Elvy mentioned the birthday cake someone had set up for her on the other side of the hangar, and Big Mike handed her off to one of the old lady’s old friends so she could peer dimly at the dessert’s enormity. I hugged her a temporary goodbye and watched her hobble swiftly away.
“How are you two getting to Seattle, anyway?” I asked Mike after a few pleasantries.
“Oh, we’re taking the 420 Limo,” he said, in a casual way. “Want to ride with us?”
I canceled the Amtrak ticket.
The limo pulled up a half hour past midnight, right on schedule. Elvy stayed in the back while Big Mike helped me with my luggage, which didn’t amount to much except for one parcel which Elvy had requested for a special event. I had tried to sleep for a couple of hours before their arrival but failed; my mind raced endlessly with possibilities. Foremost on my mind was the protestival itself; would the world’s largest marijuana civil disobedience event still maintain its defiant character in the wake of Initiative 502, the legalization measure which voters had approved the previous fall? The question had occupied my consciousness for nearly a week.
The thought vanished as soon as I stepped outside. There it was: idling 28 feet long and as black as the sleekest night. I shouldered my backpack and helped Mike fill the trunk.
A pungent aroma greeted my nostrils as I opened the door. “Jeremy!” Elvy exclaimed as she patted the seat next to her. “Come on in.”
The long parlor stretched past an elaborate cocktail bar, now custom-fitted to accommodate libations of another sort. A soft green glow emanated from the tops of the walls and a wide starry field of LEDs on the ceiling mirrored a moonroof aft. Dominating all other décor was a broad glass jar filled to the brim with what looked (and smelled) like some very nice bud. Pineapple Kush, Mike said. Emblazoned at the top of the jar was the 420 Limo’s signature motto: “This is how I roll.”

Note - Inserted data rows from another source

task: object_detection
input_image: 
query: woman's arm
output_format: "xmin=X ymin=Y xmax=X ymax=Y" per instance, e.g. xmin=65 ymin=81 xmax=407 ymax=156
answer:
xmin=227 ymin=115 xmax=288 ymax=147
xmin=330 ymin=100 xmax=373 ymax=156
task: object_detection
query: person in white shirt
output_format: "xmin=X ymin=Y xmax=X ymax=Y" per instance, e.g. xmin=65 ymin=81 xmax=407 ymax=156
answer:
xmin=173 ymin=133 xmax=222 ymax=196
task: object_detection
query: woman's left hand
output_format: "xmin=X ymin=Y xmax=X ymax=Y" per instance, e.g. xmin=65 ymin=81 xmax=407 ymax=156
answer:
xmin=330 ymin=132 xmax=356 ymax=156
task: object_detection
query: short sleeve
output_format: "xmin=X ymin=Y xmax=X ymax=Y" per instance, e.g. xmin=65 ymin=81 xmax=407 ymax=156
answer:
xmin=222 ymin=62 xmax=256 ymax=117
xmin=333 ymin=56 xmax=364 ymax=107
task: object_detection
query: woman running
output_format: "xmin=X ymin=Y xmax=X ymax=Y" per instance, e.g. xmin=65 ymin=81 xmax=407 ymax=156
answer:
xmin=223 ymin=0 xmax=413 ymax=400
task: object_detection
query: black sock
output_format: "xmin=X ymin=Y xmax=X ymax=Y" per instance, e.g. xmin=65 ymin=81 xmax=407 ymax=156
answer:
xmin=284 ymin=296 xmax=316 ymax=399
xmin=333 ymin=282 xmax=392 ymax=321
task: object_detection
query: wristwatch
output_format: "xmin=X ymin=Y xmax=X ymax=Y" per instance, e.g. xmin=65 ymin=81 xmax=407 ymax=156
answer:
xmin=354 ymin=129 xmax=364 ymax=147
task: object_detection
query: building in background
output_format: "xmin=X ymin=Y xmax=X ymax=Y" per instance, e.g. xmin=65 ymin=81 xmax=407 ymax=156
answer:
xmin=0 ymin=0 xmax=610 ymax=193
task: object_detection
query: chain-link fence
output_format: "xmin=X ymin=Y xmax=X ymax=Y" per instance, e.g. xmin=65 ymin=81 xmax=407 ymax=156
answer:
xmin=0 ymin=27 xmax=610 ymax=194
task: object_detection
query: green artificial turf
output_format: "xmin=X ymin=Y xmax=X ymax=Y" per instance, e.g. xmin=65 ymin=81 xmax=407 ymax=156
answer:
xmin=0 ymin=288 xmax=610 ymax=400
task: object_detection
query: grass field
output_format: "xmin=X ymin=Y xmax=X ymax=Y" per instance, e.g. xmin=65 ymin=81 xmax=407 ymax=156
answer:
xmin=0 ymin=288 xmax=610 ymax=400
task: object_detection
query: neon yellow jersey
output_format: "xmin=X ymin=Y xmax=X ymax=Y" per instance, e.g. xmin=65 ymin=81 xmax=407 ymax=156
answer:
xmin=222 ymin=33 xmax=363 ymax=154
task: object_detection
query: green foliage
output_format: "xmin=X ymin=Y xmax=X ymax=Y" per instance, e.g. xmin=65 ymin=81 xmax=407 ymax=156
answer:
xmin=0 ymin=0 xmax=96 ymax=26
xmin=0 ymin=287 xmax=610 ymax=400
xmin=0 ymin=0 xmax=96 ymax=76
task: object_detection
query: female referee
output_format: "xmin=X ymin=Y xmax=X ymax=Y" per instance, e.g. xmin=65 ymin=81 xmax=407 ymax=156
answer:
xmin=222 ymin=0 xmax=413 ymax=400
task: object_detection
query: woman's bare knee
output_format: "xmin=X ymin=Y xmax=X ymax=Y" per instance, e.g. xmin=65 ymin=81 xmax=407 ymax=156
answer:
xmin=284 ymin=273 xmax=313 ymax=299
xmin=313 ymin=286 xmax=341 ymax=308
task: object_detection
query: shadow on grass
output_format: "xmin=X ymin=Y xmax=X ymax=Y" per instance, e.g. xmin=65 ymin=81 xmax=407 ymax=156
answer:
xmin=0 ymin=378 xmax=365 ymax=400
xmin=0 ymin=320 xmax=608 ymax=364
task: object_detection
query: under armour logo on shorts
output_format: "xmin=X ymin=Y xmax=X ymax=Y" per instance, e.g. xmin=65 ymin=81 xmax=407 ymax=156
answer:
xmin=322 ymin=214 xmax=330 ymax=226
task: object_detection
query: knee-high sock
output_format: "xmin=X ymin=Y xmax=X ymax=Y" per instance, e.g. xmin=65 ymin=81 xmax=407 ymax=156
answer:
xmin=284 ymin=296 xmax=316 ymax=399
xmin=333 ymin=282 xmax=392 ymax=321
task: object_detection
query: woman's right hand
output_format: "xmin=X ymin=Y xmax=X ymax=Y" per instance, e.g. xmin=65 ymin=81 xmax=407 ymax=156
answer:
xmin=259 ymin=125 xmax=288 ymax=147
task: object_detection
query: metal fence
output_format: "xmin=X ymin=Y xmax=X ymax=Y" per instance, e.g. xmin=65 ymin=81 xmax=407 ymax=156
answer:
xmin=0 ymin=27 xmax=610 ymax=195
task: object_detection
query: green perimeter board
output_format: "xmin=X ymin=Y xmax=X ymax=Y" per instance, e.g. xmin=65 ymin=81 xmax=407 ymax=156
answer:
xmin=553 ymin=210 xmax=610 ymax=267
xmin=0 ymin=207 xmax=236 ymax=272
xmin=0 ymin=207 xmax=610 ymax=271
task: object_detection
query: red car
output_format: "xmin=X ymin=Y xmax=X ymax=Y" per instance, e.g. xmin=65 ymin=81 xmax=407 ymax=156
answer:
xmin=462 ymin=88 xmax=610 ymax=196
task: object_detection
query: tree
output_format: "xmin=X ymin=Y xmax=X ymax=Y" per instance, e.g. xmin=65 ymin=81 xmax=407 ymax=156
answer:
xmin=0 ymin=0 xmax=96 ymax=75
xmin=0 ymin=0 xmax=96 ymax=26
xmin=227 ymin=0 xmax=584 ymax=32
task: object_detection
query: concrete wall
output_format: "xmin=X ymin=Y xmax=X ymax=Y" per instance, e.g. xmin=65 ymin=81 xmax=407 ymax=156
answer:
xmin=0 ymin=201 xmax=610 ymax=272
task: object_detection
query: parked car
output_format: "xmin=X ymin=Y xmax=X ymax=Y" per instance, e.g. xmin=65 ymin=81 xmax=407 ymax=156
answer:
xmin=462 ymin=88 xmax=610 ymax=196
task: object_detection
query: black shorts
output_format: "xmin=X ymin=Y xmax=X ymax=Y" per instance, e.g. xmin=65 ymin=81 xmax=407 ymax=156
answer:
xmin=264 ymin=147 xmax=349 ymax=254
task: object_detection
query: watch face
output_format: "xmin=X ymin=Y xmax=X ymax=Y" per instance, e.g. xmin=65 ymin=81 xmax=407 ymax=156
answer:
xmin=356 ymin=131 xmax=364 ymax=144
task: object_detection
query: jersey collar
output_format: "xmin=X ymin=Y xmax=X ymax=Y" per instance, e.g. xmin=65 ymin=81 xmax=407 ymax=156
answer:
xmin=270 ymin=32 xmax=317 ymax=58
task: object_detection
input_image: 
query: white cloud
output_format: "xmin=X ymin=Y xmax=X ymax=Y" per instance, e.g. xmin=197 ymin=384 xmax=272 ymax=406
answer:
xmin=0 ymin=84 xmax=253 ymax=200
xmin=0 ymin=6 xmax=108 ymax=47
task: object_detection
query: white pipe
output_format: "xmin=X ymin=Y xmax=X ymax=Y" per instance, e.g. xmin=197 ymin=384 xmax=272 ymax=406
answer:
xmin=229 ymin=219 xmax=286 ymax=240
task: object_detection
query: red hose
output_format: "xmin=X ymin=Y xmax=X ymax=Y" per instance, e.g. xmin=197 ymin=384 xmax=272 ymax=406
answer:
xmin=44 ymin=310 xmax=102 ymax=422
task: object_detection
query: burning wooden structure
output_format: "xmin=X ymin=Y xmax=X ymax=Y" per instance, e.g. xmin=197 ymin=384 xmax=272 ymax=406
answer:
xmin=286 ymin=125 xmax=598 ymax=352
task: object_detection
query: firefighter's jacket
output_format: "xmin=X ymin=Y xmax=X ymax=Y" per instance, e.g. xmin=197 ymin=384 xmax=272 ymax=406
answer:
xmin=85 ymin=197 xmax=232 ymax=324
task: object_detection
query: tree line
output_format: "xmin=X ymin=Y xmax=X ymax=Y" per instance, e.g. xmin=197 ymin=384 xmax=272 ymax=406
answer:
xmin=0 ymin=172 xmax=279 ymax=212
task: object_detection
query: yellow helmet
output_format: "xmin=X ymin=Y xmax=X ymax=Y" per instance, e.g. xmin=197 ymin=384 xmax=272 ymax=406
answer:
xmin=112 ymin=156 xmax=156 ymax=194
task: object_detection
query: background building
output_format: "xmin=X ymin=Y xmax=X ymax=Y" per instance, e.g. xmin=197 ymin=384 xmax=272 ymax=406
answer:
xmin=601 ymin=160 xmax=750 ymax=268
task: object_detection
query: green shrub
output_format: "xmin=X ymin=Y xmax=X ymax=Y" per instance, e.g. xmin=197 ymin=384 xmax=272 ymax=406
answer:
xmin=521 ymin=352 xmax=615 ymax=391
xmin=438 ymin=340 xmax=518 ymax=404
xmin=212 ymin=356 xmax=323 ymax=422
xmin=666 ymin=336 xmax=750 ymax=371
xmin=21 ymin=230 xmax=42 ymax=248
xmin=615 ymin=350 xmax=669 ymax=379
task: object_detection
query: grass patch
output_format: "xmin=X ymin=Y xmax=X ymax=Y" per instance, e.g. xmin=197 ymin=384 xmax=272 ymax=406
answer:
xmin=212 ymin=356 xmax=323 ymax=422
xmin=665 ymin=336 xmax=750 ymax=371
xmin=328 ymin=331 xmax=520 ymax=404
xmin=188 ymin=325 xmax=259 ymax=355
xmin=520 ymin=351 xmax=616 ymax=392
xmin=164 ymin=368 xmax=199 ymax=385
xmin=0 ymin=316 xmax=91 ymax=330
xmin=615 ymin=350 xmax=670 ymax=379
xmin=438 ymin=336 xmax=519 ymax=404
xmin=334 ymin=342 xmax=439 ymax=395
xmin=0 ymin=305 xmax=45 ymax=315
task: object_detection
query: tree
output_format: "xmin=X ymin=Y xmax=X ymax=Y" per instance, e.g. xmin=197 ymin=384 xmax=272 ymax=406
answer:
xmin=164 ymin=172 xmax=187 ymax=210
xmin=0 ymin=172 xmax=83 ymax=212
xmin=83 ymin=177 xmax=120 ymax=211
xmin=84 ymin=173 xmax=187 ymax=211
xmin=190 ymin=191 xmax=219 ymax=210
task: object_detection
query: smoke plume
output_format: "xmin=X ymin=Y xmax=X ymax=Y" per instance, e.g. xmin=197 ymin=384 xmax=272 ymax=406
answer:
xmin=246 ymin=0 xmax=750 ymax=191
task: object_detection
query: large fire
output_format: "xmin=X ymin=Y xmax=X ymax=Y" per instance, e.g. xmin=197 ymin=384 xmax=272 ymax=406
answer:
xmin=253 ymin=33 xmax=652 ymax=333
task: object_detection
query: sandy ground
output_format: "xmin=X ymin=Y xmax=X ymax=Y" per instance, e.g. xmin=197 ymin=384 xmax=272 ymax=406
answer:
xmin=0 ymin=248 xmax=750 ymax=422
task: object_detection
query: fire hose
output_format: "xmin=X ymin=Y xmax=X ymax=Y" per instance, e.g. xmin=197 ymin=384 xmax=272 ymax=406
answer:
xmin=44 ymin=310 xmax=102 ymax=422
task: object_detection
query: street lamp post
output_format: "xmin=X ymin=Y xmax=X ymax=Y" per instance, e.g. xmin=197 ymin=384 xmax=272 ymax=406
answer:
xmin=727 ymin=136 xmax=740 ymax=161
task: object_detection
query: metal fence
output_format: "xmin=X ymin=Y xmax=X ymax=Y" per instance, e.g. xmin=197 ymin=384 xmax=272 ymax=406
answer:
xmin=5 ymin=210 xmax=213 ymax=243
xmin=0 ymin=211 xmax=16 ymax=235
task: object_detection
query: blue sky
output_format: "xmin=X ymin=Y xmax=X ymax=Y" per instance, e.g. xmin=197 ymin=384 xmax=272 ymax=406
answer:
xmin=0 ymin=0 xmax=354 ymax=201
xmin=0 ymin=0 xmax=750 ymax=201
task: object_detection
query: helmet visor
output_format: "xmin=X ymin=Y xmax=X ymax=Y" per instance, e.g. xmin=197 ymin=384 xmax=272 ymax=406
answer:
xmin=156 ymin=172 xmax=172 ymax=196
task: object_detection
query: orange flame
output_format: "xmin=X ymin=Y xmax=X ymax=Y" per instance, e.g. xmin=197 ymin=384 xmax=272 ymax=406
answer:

Mike peeked in to point out the features. “These knobs,” he said, gesturing toward the nearer of two control panels on the ceiling, “set the climate and the lighting. We’ve got full on, soft, mood lighting and off. These here,” pointing to the next row, “control the radio and CD player. If you want to play DVDs or plug in your mp3s, use the Xbox.” He pointed all the way forward. “Also, I’ve got three-prong plugs up there; let me know if you need to charge anything and I’ll switch on the inverter.”
“Okay, okay, he’s got it now,” Elvy interjected. “We’re ready to go.”
Mike flashed a patient smile worn easy with long practice. “Let’s roll, then.”
* * *
“This is a very special weekend for me,” remarked Elvy. The hillocked countryside of Sonoma County passed by shrouded in night. “Not only am I returning to Hempfest, but this is also the 25th anniversary of my trial.”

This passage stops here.